If you’re a reader, chances are pretty good that at some point in your life you’ve read a book that changed you, shook you, kept you up late, stayed with you for weeks. In the past year, I decided to start sending letters to those authors of mine, letting them know the impact they’ve had. It seemed a small trouble to go to considering all I got from their writing.
So I thought I would share some of the guidelines I used to write those letters, in case any of you are looking to send out some “fan mail” of your own. I’ve outlined 10 tips below, but keep in mind that these are guidelines that are supposed to ease any anxiety you might have over the process – authors are like rock stars to readers, after all, which can be squee-inducing to the faint of heart – not rules you “must follow.”
1) Send it snail-mail.
This isn’t a must, but it’s a touch that I think makes a difference. Yes, email is easier, but that’s why taking the extra 5 minutes to put a piece of paper in an envelope means so much. If you can’t find their address—which is hopefully the case—just send it to them c/o (care of) their agency, which should have an address listed online. Hopefully their agent will forward the letter to them at home.
2) Introduce yourself and the book in question.
This doesn’t have to be extravagant! A simple, “Hello. My name is ____ and I just finished reading ____,” will do nicely. If you have some sort of connection to them, such as being an aspiring writer in their genre, etc., you can mention that if you want, but don’t go overboard. Which brings me to…
3) Be personal.
If you know this writer through real life or some sort of social media, by all means, speak in your natural voice. Just because it’s snail mail doesn’t mean it has to be stuffy. If you tweet back and forth with this person all the time, you don’t need to address them as Ms. or Mr. Lastname.
The point of this letter is to express a reading experience that went above and beyond average. So yes, the letter can get personal. You can tell them why something about their book touched you. If your parent just died and the book is about that—and helped you get through it somehow—that’s a beautiful thing to let them know. But…
4) Don’t get creepy.
Sometimes the temptation to idolize people you’ve never met is strong, especially if you feel like you know them because you’re familiar with their work. But remember, this is just a person, like you. Keep it appropriate. Don’t ask for favors, don’t ask for personal details, don’t ask for help. Just keep it to letting them know that they’ve impacted you positively in some way, even if it was just a weekend of entertainment.
5) Keep it short.
If this is a published author, I think it’s courteous to assume that they’re a busy person. And yes, you’re doing a nice thing, but that doesn’t give you the right to ramble on for 18 pages (front and back!). Unless this is truly a personal letter, I think 1 page single-spaced should be adequate.
6) Keep it mostly about the book.
Maybe you think so-and-so is hot. Maybe you love the bits of their personal life they reveal on Twitter. Maybe you have a super crush on them or their adorable doggy. But those things being true is a lot less creepy than telling the author those things are true. You don’t want to give off stalker vibes.
7) Be specific.
What is it that you loved about the book? Be specific! Writers love to know what exactly worked and why. But…
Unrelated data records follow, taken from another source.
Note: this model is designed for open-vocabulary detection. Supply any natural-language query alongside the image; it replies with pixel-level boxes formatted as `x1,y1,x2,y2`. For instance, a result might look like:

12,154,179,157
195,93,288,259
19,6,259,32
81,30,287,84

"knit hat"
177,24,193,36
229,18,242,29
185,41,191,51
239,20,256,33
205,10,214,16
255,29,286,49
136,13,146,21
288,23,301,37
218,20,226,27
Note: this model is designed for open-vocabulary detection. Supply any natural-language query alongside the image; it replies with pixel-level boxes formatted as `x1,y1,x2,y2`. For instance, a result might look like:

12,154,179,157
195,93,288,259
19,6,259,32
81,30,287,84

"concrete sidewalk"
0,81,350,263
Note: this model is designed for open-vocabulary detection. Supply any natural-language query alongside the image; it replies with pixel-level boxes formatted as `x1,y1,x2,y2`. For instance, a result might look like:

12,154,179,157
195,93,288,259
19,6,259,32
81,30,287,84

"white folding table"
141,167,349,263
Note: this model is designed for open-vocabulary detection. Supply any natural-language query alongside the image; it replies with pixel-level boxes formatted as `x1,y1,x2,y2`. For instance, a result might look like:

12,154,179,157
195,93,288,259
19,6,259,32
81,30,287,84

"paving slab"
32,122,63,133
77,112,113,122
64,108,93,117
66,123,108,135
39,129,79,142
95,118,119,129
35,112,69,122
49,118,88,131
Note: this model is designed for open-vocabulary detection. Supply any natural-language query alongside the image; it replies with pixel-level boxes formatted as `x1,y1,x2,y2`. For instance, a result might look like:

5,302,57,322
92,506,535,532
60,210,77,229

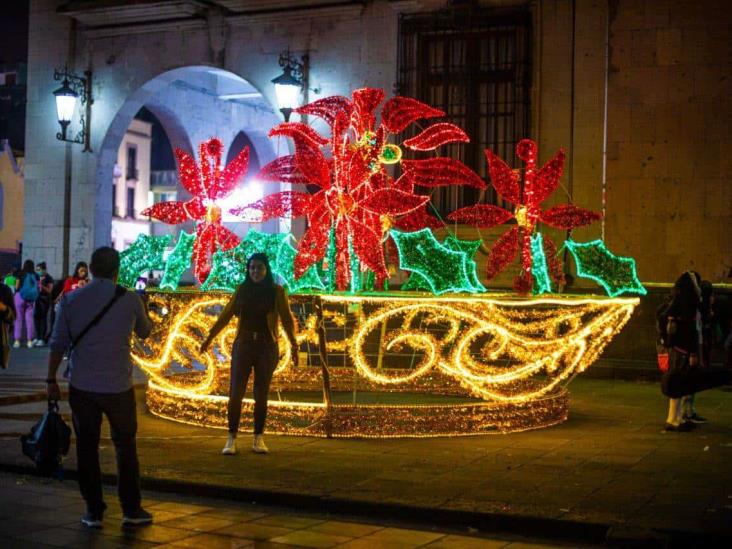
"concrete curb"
0,463,732,547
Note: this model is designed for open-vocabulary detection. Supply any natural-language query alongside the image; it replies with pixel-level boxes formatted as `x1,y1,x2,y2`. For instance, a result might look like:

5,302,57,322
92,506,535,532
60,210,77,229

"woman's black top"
239,283,275,336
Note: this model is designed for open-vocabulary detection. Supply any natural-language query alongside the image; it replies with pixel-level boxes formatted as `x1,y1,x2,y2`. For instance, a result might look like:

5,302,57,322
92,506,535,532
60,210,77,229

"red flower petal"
539,204,602,230
269,122,328,149
256,154,310,185
447,204,513,228
394,205,445,232
359,189,430,215
351,88,384,132
533,149,564,204
350,219,389,278
486,227,519,280
402,157,485,189
140,201,192,225
294,202,330,278
295,95,353,127
230,191,312,222
381,96,445,133
485,149,522,204
404,122,470,151
175,149,204,196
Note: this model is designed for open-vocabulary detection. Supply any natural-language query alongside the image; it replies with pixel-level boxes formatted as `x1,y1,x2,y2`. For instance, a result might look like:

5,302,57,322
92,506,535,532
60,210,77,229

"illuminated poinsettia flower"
246,88,478,290
142,138,249,282
448,139,602,294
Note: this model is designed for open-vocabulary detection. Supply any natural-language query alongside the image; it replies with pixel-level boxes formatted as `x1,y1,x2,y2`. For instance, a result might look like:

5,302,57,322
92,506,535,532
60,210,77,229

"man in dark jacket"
46,247,152,528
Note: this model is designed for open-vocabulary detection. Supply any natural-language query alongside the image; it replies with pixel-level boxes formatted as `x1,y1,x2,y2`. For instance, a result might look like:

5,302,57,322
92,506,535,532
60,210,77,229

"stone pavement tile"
215,522,292,541
270,530,353,547
358,527,445,547
162,514,234,532
424,535,509,549
252,515,325,530
306,520,384,538
158,534,255,549
200,507,267,522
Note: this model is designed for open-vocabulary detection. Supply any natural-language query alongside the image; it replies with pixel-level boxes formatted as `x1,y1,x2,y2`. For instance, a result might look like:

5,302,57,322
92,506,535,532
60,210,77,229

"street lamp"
53,67,94,152
272,49,308,122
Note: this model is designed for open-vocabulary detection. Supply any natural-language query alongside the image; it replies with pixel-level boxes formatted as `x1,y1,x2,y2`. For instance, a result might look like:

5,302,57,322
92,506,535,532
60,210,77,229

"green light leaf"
118,234,173,288
564,240,646,297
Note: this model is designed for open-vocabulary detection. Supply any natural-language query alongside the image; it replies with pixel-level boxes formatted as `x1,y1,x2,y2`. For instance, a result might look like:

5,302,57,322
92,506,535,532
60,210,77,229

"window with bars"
398,5,531,217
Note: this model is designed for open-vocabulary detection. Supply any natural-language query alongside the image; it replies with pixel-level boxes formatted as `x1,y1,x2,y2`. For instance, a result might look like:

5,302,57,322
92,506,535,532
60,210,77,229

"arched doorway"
94,66,279,247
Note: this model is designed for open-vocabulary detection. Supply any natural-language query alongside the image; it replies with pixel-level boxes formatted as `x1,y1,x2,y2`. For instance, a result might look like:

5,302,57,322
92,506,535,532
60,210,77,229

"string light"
564,239,647,297
118,234,172,288
133,292,638,437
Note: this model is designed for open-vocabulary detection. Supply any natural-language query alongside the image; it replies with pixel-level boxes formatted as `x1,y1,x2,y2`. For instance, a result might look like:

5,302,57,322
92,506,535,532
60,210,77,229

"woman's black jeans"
228,334,280,435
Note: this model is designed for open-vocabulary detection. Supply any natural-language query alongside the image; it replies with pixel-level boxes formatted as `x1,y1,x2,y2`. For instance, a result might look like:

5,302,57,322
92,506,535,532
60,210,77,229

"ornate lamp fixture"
53,66,94,152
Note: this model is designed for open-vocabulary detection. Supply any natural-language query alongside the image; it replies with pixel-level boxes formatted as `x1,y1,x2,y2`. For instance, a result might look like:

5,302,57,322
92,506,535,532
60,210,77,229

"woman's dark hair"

8) Don’t speak in hyperbole.
When we hear the words “fan letter,” we tend to think of long raves. Which is okay, if you feel the need to do that. But don’t fake it. Don’t tell them it’s the best book you’ve ever read if it’s not; tell them it’s good or great or excellent. Don’t tell them you’re going to buy all of the books they’ve ever published if you aren’t; tell them that you gave it five stars on Goodreads or that you’ve recommended it to a friend.
Remember, they aren’t *expecting* this letter, so any level of compliment you give (besides backwards or underhanded ones, of course) will be a pleasant surprise. Be honest, genuine, and candid. Don’t blow smoke up their ass.
9) But don’t talk about negatives.
This might sound obvious, but there are many reasons that people feel the urge to tell someone something they didn’t like. Maybe it makes us feel clever or superior. Maybe it’s a disclaimer. I know I truly love some flawed books, and when I recommend them to people I mention the negatives so they don’t think I’m oblivious or have awful taste. But a praise letter is not the place to talk about those things. Even one negative comment buried in a nice letter can hurt. This isn’t a critique group where the writer is expecting criticism; it’s a friendly letter. This goes for backhanded compliments too. (Even though your main character annoyed the crap out of me, the plot was so amazing that I couldn’t put the book down!) Don’t hide insults or little jabs amongst your praise.
10) Include your contact information,
just in case they want to reply, but don’t expect a response.
And finally, thank them and/or wish them well. Sign your name and send it off. Hooray! Hopefully, you just made someone’s day. =)
Have you ever written a fan letter? Do you have any tips for the rest of us?